I’d much rather shoot something that I feel inspired to do than just shoot whats “commercially” useful. The end result is always much better when you are passionate and self driven to capture it.
Could you take us from start to finish of producing one of your top photographs?
One of my top photographs is a photo of my friend walking along a misty gravel road. We just decided one morning to go out and shoot some portraits for fun. We went to a farm area not too far from where I stay in Cape Town at about 5 AM in the morning. We weren’t aware that a heavy mist had settled there that morning and it ended up creating an awesome atmosphere. We shot and drove around for a bit. As soon as I got home I started transferring and selecting my favorites with Adobe Bridge. I then edited them in Camera RAW to enhance the colors and bring back some of the details that the mist washed out and then exported for upload. It’s one of my favorite spontaneous shoots and has been one of my most successful photos.
Do you have a favourite photograph, and if so, what’s the story behind it?
I have many favorite photos. But one of the highlights would be a photo of myself and my fiance under a tree. It was the day I asked her to officially be my girlfriend. I took her to a secluded mountain pass in Ceres and we had a picnic near a river stream. That photo is also our first kiss.

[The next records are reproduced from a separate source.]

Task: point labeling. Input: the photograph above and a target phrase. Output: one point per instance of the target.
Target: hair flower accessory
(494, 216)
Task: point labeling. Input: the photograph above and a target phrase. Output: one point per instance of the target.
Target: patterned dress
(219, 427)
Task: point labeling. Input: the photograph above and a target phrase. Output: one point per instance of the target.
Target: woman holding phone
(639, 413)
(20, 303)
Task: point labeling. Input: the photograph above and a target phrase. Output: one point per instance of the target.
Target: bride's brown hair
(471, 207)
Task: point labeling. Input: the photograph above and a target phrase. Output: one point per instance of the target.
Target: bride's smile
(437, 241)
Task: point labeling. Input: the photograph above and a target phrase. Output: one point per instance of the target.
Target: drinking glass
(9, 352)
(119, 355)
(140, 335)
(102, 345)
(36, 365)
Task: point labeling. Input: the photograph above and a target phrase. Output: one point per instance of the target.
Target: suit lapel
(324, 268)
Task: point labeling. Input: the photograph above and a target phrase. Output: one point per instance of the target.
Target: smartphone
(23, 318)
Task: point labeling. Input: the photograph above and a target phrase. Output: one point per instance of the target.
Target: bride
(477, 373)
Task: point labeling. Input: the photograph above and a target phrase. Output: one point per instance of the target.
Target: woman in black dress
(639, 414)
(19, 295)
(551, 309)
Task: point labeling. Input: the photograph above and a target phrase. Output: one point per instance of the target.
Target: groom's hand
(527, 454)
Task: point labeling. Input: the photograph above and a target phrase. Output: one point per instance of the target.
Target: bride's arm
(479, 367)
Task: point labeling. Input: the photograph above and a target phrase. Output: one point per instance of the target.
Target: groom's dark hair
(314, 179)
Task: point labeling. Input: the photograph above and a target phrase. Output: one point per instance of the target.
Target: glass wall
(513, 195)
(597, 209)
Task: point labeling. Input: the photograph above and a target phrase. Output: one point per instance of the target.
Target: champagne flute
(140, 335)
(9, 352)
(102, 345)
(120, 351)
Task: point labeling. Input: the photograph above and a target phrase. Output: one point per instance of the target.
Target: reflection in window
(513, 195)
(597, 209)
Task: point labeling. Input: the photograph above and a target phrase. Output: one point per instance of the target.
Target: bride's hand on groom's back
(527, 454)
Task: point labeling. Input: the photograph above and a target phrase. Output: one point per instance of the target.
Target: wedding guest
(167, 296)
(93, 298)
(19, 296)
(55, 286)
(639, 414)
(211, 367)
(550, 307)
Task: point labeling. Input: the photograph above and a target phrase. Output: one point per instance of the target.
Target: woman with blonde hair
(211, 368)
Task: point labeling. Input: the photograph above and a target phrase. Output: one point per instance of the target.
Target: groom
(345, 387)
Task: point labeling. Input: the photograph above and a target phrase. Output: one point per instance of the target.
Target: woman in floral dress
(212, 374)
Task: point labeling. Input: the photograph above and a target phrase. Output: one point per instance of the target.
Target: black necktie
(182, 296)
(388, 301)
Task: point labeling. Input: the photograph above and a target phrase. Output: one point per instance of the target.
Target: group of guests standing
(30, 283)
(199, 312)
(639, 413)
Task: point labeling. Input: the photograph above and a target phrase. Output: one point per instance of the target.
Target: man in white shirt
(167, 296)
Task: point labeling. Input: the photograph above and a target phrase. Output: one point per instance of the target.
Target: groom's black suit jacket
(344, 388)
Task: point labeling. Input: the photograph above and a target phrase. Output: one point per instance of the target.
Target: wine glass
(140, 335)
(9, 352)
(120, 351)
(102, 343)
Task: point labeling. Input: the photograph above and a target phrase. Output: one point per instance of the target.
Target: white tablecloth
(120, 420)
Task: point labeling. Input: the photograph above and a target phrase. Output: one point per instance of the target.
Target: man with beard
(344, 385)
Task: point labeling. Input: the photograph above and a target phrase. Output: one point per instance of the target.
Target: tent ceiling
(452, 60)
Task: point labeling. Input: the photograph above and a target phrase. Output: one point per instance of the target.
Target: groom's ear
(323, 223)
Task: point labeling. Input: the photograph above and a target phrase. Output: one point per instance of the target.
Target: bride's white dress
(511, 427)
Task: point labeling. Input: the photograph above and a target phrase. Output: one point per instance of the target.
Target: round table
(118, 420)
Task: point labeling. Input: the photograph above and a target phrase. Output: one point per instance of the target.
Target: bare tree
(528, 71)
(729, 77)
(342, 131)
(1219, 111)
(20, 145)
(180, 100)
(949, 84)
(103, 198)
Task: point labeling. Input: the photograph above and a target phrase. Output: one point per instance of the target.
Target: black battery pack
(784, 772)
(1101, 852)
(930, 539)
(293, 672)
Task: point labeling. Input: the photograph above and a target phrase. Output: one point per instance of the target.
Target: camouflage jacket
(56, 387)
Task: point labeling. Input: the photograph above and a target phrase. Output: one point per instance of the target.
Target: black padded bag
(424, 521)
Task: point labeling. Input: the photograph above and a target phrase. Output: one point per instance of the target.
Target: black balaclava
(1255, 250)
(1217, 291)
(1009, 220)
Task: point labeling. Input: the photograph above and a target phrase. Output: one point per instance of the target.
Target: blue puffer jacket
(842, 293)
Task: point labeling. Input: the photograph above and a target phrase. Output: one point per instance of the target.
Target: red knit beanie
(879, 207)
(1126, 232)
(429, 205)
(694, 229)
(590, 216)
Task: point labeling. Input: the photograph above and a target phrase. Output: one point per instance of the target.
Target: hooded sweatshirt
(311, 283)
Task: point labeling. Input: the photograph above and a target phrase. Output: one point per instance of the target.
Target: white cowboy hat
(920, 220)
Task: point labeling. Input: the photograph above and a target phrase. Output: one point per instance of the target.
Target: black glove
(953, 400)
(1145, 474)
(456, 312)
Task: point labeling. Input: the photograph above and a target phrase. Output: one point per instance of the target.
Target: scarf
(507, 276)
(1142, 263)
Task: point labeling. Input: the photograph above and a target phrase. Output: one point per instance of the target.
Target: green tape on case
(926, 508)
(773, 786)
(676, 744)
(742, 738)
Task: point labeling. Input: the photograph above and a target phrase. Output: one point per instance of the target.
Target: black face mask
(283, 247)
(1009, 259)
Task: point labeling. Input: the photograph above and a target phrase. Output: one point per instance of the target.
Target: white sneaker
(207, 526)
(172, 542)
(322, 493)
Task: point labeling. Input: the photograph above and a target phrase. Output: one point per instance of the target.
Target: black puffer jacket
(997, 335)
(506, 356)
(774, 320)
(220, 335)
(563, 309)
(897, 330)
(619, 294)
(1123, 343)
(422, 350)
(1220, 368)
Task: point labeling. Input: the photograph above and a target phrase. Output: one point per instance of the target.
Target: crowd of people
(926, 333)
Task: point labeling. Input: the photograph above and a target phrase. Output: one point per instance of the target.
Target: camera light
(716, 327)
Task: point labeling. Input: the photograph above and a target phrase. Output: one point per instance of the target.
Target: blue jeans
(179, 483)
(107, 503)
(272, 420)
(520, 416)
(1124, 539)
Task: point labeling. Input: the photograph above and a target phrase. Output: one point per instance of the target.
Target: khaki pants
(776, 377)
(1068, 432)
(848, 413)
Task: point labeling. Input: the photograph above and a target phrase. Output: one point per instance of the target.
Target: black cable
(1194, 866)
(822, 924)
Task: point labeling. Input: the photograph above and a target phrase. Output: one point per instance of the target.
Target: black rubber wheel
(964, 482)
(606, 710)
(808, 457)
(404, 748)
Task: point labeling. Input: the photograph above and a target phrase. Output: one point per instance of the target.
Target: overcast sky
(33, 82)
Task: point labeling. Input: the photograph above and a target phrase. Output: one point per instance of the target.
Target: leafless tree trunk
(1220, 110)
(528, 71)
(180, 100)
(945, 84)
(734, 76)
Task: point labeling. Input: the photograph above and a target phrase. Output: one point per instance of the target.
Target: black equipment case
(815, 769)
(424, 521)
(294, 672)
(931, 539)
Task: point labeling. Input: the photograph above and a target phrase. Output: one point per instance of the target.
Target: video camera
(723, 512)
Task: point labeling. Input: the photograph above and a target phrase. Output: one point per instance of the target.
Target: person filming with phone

I wouldnt say its my most technically correct photo but the moment that it represents is a significant and special one and that’s what photography is to me, the immortalization of memories.
I put the camera in a tree and just let it remotely capture with wifi tethering on my phone.
What are some of your most hard learned lessons about stock photography?
The hardest is learning to just continue doing it even if at first there are no results.
Stock photography is a flooded market and if you expect to gain sales instantly you will be disappointed. It takes practice and consistency to move forward with it.
What are your thoughts on the future of stock photography?
As the world moves more and more into the digital sphere, I think stock photography will still be a major source of providing unique imagery for a long time to come. The convenience of not needing to hire a photographer for a special concept but just purchasing it online is a big time and money saver to businesses and content creators.
Photographers who have the ability to capture moments and provide a visual expression to common concepts will keep this industry thriving.
Where is your creativity taking you next and what can we expect to see in your portfolio?
I have always made the most of where I am at and used my environment to see things in new ways. My hope is to continue growing my portfolio by adding more diverse people into it as well as more international locations. I plan to build a portfolio that appeals to a world wide audience and to achieve that, that I’d like to shoot many cultures all over the world.
Your #1 tip or words of wisdom:
Most importantly I would say – just do it. There will always be hundreds of reasons to not pursue something. If you enjoy it and are passionate about it, then do it. Those passions and desires are instilled in you for a reason. You will not be good at it at first (I certainly wasn’t) but if you continue to practice and just have fun, it grows and develops. The difference between successful photographers and those that don’t make it, is that the former use the challenges to motivate them forwards and not stop.